In a majority opinion written by Chief Judge Robert A. Katzmann, the 2nd Circuit said information Martoma obtained early about drug tests results in the summer of 2008 enabled Martoma and Cohen to trade in the securities of drug companies, earning $80.3 million in profits and averting losses of $194.6 million for the Stamford, Connecticut-based SAC Capital Advisors. Martoma, the court noted, received a $9 million bonus based largely on those trades while the doctor received substantial financial benefits in return.
The 2nd Circuit said the jury that convicted Martoma was instructed on the law sufficiently to convict him even when the case is judged against recent rulings by the 2nd Circuit and the U.S. Supreme Court in insider trading cases that further defined the law.
The appeals court rejected arguments by Martoma’s lawyers that a new trial should be ordered because he and Dr. Sidney Gilman, who no longer works at the University of Michigan, didn’t have the kind of meaningfully close personal relationship required by law or because jury instructions did not adequately explain the limitations on the “personal benefit” Gilman must have received for it to be insider trading.
The 2nd Circuit also concluded that its ruling in an earlier insider trading case requiring a “meaningfully close personal relationship” between a tipper and a tippee was “no longer good law.”
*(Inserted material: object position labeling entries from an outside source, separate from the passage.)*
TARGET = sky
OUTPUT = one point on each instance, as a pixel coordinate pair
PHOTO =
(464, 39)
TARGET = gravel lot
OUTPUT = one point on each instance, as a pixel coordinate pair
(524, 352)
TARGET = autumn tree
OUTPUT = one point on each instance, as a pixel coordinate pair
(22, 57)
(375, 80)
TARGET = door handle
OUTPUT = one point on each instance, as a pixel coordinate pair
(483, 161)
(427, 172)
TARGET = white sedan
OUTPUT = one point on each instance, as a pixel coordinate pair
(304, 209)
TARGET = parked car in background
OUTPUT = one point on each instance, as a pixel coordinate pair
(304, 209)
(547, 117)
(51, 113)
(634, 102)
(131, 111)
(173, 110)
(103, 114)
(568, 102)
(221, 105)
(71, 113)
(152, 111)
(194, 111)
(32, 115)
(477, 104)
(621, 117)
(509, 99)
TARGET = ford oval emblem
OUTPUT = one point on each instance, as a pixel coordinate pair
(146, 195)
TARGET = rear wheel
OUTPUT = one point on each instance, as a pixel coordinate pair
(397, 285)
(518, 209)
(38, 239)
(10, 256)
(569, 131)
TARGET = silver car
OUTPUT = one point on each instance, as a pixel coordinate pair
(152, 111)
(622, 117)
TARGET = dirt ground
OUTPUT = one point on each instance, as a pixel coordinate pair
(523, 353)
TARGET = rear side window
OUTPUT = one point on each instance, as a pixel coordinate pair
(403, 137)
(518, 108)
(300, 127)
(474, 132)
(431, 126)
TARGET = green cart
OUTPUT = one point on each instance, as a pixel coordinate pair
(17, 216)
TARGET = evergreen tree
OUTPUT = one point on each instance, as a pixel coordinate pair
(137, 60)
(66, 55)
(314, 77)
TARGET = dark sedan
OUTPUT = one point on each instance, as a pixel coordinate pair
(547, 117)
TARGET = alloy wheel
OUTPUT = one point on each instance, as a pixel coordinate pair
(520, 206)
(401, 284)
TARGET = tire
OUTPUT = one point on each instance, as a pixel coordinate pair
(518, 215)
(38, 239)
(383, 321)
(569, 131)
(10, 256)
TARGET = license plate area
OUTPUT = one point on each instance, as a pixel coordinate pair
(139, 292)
In a dissent, Circuit Judge Rosemary Pooler said the jury in Martoma’s case was improperly instructed on the law. She said the majority opinion pushes insider trading law too far by finding that an insider receives a personal benefit when giving inside information as a “gift” to any person.
“What counts as a ‘gift’ is vague and subjective,” she wrote. “Juries, and, more dangerously, prosecutors, can now seize on this vagueness and subjectivity. The result will be liability in many cases where it could not previously lie.”
Martoma’s lawyer did not immediately comment.
Martoma, who studied at Duke University, Stanford University Graduate School of Business and Harvard Law School, is serving a nine-year prison sentence after his conviction on securities fraud and conspiracy charges in what prosecutors described as a record insider trading scheme. He’s scheduled for release from a Miami lockup in 2021.
SAC Capital pleaded guilty in 2013 to fraud charges and agreed to pay $1.8 billion to settle charges that it allowed, if not encouraged, insider trading for over a decade. Cohen has disputed the allegations involving his company.